Description
Easy Red Lentil Soup is a comforting, nourishing dish featuring tender red lentils and vegetables blended into a smooth, flavorful soup, finished with a warm spiced Aleppo pepper butter and served with lemon wedges for brightness.
Ingredients
Scale
Soup Ingredients
- 2 tablespoons extra-virgin olive oil
- 1 large yellow onion, diced
- 2 medium carrots, peeled and diced
- 1 medium Yukon gold potato, peeled and diced
- 3 garlic cloves, minced
- 2 tablespoons tomato paste
- 1 teaspoon paprika
- 1 teaspoon ground cumin
- 1 teaspoon kosher salt
- ¼ teaspoon ground black pepper
- 1 cup red lentils, rinsed
- 6 cups low-sodium vegetable broth
Finishing Ingredients
- 3 tablespoons butter or olive oil
- 2 teaspoons Aleppo pepper
- Lemon wedges, for serving
Instructions
- Sauté the aromatics: Heat the olive oil in a large pot over medium heat. Add the diced onion and carrots, and sauté for 4 to 5 minutes until they become softened. Then add the diced Yukon gold potato and cook for another 2 minutes to start softening.

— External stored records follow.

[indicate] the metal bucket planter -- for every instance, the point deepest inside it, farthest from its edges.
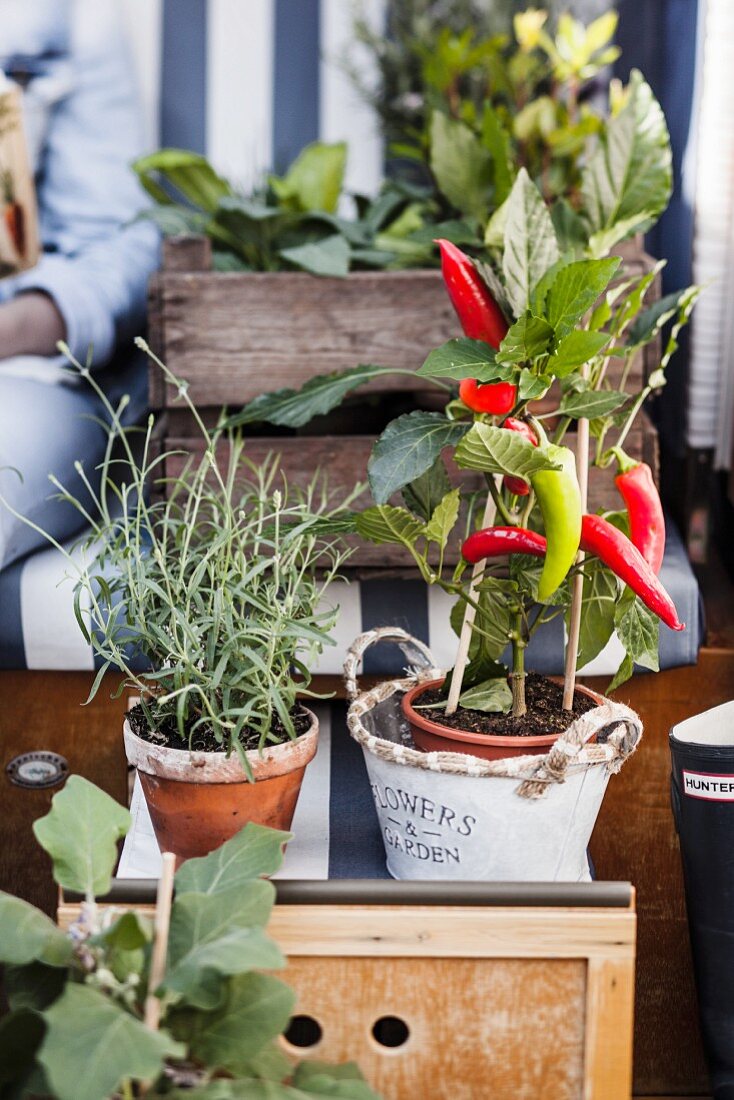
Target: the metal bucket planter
(448, 815)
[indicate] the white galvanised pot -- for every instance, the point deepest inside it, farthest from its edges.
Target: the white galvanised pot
(448, 815)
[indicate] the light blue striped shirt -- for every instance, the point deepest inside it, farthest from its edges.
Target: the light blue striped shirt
(84, 130)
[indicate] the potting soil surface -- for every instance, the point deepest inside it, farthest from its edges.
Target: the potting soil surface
(204, 739)
(545, 712)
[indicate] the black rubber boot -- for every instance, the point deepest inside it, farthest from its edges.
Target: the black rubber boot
(702, 790)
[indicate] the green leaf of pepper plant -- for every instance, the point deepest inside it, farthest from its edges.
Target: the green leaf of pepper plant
(423, 494)
(464, 359)
(444, 519)
(628, 178)
(527, 339)
(80, 834)
(407, 448)
(574, 350)
(574, 289)
(497, 451)
(529, 242)
(592, 403)
(600, 595)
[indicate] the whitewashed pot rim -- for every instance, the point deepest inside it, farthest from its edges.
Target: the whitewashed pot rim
(198, 767)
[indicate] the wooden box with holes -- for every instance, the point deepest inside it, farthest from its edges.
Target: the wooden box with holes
(456, 991)
(232, 337)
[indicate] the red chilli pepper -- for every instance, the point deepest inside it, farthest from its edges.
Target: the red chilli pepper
(609, 543)
(643, 501)
(495, 397)
(497, 541)
(518, 485)
(481, 318)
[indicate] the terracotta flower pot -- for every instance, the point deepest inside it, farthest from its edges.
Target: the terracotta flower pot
(433, 737)
(199, 800)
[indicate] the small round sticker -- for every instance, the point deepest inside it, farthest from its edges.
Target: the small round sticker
(36, 770)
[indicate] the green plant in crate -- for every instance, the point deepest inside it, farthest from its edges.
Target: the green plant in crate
(541, 322)
(76, 1026)
(293, 222)
(480, 105)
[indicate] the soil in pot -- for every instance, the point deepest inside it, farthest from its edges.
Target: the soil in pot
(198, 799)
(493, 736)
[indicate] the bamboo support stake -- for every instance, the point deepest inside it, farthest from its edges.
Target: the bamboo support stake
(577, 592)
(161, 942)
(470, 613)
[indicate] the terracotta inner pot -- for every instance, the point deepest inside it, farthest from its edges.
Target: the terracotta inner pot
(199, 800)
(433, 737)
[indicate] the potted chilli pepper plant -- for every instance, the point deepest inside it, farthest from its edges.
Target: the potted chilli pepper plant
(101, 1010)
(209, 603)
(540, 326)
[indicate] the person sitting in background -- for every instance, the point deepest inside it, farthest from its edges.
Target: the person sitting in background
(89, 286)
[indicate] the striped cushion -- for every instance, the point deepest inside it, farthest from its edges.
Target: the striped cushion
(39, 630)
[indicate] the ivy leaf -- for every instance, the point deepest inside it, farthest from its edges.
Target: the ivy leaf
(600, 595)
(493, 696)
(21, 1034)
(407, 448)
(499, 451)
(423, 495)
(529, 243)
(444, 519)
(80, 834)
(628, 177)
(526, 339)
(574, 350)
(293, 408)
(638, 630)
(28, 935)
(214, 936)
(255, 1009)
(460, 164)
(92, 1044)
(574, 289)
(592, 403)
(387, 524)
(250, 854)
(464, 359)
(327, 257)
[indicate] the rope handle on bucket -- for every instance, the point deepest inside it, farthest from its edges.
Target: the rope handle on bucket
(416, 653)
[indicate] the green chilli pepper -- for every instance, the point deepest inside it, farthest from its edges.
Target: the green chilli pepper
(557, 492)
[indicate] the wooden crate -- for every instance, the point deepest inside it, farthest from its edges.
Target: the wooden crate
(512, 990)
(234, 336)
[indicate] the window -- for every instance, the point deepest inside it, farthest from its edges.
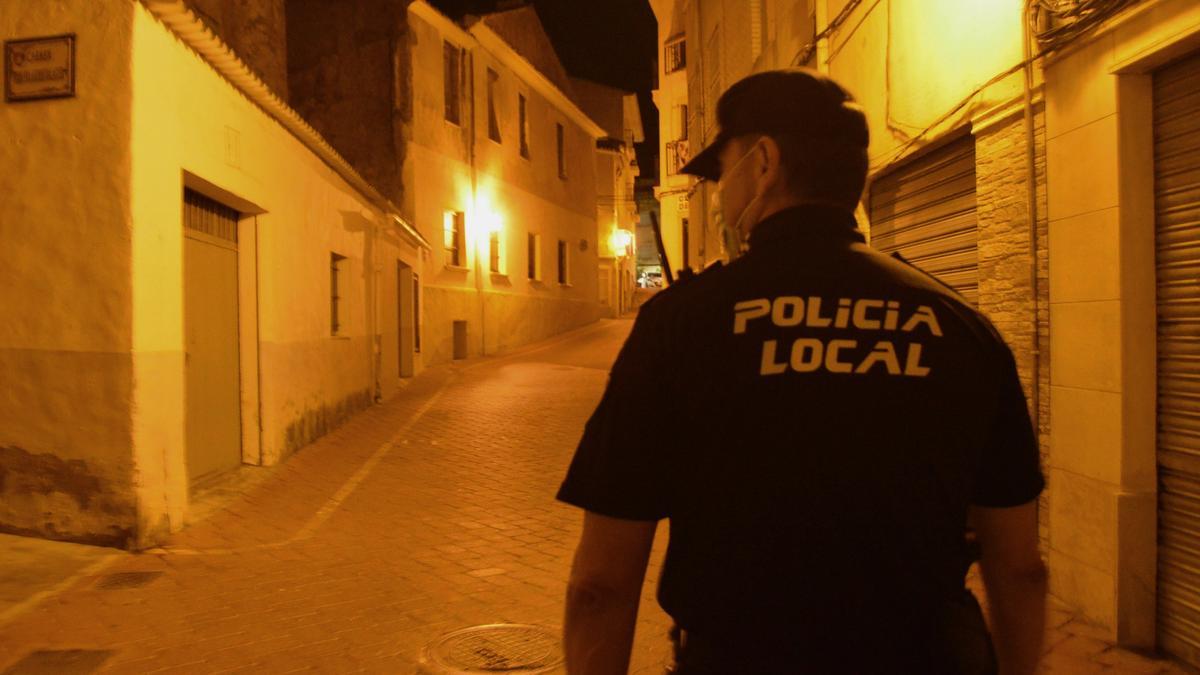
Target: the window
(453, 61)
(493, 120)
(562, 150)
(454, 236)
(493, 254)
(564, 273)
(534, 261)
(417, 314)
(523, 125)
(336, 306)
(675, 55)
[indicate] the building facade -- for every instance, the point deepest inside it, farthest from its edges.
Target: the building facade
(617, 173)
(1045, 165)
(208, 282)
(671, 97)
(471, 127)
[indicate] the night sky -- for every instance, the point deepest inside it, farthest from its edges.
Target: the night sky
(610, 41)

- Add the spices: Stir in the minced garlic, tomato paste, paprika, ground cumin, kosher salt, and black pepper. Cook and stir the mixture for 30 seconds to develop the flavors and toast the spices slightly.
- Simmer the lentils: Add the rinsed red lentils and the low-sodium vegetable broth to the pot. Bring the mixture to a boil, then reduce the heat to low. Cover the pot and let it simmer for 25 minutes, or until the lentils and potatoes are very soft and fully cooked.

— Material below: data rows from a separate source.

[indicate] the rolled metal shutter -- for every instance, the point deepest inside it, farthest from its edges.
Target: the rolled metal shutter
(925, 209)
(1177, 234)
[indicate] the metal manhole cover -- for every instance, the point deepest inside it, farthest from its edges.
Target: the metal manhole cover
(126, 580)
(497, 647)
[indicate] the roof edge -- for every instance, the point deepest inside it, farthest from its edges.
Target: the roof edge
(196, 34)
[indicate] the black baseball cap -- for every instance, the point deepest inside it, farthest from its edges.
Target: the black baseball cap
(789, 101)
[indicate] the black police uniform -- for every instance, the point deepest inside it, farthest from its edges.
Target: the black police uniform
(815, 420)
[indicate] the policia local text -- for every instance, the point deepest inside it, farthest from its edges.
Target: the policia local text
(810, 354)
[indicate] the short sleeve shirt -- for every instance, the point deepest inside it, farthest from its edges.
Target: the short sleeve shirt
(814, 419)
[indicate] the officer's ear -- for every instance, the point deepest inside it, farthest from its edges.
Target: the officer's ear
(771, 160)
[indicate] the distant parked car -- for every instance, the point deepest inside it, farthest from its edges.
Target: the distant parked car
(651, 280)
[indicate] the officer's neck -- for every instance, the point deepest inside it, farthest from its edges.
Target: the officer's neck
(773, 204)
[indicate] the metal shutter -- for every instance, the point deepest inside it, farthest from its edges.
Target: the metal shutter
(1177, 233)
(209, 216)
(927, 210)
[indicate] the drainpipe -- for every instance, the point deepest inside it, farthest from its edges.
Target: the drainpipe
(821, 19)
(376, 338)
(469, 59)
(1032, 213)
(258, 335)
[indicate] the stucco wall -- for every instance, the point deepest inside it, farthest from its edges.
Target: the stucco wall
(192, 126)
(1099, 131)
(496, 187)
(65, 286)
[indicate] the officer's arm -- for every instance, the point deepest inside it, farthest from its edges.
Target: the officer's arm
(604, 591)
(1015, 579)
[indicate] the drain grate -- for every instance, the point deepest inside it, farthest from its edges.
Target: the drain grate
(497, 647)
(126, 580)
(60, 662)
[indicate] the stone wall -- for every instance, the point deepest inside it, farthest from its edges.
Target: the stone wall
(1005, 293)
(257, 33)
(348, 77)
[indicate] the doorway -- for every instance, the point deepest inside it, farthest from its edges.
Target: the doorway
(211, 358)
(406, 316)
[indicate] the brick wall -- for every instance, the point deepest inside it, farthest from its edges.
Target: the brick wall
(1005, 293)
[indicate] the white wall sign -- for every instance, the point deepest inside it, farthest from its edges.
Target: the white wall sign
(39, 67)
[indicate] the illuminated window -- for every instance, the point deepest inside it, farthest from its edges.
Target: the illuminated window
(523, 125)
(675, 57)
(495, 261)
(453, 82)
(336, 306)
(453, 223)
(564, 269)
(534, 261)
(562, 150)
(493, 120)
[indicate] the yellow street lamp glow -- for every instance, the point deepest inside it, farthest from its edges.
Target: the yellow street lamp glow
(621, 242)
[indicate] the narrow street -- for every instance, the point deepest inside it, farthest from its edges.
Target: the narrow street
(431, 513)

- Blend: Use an immersion blender to blend the soup until smooth. You can blend completely smooth or leave some texture, depending on your preference; Turkish home cooks often blend it fully smooth for a silky texture.
- Make the pepper butter: In a small pan, melt the butter over low heat. Add the Aleppo pepper and stir for 20 to 30 seconds until the butter is fragrant with the spicy pepper infusion.
- Serve: Ladle the warm soup into bowls. Drizzle the spiced pepper butter over the top and serve alongside lemon wedges for squeezing over the soup to add brightness and tang.
Notes
- This soup is naturally vegetarian and can be made vegan by substituting butter with olive oil for the pepper drizzle.
- Adding lemon juice at serving enhances and brightens the flavors.
- If you prefer a chunkier texture, blend only half of the soup or use a potato masher instead of blending fully.
- Use Aleppo pepper or substitute with mild chili powder or paprika if unavailable.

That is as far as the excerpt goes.